Si pregustava un Novembre ricco di nuove uscite cinematografiche e molti erano i film annunciati. Il Cinema stava faticosamente uscendo da un periodo difficile e stava rialzando la testa, puntando su titoli di richiamo, tra cui molte pellicole italiane, per ritrovare gli spettatori e convincerli a ricominciare a gustare la bellezza unica del film in sala. Finalmente si stava facendo chiaro che Cinema, Teatri e Musei sono tra i luoghi più sicuri sotto ogni aspetto, oltre ad essere necessari alla salute dello spirito.
Reduce dai Festival di Venezia e Roma il Cinema in Italia stava programmando la sua nuova Stagione. Si aspettava (e l’aspettativa era tanta) “Ritorno al Crimine”, con un gran bel cast (Alessandro Gassmann, Marco Giallini, Edoardo Leo, Gianmarco Tognazzi) e con I Soliti Ignoti come motivo ispiratore, il nuovo film firmato Carlo Verdone “Si vive una volta sola”, “Il Cattivo Poeta” con Sergio Castellitto nel ruolo di D’Annunzio a raccontare gli ultimi anni del Vate, e poi il ritorno di Woody Allen con “Rifkin’s Festival”, il Noir “La Padrina” con Isabelle Huppert. “Sul più Bello” di Alice Filippi, per cui la protagonista Ludovica Francesconi aveva appena ricevuto la Menzione Speciale del Premio RB Casting ad Alice nella città (sezione parallela della Festa del Cinema di Roma), aveva conquistato la vetta del box office in un solo weekend di programmazione.

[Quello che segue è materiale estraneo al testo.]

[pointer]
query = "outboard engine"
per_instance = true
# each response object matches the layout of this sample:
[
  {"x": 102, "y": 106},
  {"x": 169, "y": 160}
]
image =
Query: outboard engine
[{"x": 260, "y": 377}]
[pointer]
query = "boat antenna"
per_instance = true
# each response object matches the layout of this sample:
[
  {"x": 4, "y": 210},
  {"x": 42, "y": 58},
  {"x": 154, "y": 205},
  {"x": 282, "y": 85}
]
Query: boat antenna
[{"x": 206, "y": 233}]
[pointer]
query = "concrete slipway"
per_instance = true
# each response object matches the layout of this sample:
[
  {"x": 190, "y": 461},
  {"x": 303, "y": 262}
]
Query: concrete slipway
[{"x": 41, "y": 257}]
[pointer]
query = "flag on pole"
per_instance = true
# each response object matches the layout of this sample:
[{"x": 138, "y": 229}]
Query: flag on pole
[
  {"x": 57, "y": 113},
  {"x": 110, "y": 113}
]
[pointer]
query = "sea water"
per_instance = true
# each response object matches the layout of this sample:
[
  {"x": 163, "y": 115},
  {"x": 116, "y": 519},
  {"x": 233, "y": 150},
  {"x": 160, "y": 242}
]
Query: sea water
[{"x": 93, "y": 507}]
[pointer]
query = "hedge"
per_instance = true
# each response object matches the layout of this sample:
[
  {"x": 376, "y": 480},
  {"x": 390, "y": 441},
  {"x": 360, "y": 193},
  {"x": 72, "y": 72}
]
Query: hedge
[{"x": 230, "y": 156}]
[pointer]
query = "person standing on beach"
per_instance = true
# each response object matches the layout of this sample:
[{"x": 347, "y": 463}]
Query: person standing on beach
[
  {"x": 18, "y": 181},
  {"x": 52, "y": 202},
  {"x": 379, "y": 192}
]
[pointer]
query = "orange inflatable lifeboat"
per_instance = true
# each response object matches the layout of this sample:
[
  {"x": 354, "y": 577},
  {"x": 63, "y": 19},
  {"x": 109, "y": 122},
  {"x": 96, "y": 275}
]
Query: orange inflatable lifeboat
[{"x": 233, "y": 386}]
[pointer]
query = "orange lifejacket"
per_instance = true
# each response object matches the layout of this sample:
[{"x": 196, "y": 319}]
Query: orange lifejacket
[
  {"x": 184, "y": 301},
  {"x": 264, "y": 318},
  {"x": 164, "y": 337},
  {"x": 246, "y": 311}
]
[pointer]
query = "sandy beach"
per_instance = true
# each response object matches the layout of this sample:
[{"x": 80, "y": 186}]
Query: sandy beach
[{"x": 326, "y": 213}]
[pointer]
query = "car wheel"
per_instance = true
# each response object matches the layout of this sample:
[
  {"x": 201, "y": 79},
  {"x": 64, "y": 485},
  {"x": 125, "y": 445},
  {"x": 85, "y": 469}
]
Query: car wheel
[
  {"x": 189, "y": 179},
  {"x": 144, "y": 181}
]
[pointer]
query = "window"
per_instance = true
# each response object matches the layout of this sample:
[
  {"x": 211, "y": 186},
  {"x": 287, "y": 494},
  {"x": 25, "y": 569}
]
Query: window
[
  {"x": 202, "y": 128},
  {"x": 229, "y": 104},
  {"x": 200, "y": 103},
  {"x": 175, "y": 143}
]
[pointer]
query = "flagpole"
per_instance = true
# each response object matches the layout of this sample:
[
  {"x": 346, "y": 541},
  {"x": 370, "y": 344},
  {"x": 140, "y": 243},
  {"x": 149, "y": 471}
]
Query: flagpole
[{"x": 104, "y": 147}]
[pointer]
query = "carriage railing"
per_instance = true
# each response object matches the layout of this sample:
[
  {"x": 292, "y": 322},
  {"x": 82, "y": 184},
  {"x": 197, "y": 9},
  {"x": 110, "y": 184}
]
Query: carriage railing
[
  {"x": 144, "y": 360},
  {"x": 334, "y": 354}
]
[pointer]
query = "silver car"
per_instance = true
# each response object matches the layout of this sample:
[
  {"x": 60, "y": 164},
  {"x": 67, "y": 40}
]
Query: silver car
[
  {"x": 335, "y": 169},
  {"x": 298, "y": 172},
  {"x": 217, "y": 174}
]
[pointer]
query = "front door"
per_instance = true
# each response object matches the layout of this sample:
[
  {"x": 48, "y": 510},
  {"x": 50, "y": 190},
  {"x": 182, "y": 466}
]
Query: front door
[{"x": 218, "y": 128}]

Ed è stato in quel momento, “sul più bello”, che come una scure si è abbattuto su tutto il mondo dello spettacolo e della cultura il Decreto che ha imposto la chiusura di Cinema, Musei e Teatri, col fragore di una nuova implacabile serranda, spegnendo quelle luci che dovrebbero invece pulsare. Chiudere le sale cinematografiche in un momento come questo è doppiamente dannoso: per il pubblico, che più che mai ha bisogno di svago e distrazione mentale, e per il Cinema stesso, bloccato nel suo momento di ripresa già di per sé difficile. Se prima era stato colpito ed era uscito ferito ora rischia di riportare danni permanenti che si ripercuoteranno su tutti i lavoratori dello Spettacolo, in ognuno dei suoi rami, dagli attori agli uffici stampa, dalle produzioni agli operatori di sala.
Uccidere il Cinema è commettere un delitto. Spettacolo e Cultura non sono e non saranno mai beni secondari. Non è certo fermando il Cinema che si ferma il COVID, si fermano soltanto i sogni. E noi, tutti noi, come recita il finale di Ombre e Nebbie, “abbiamo bisogno di magia come dell’aria che si respira”.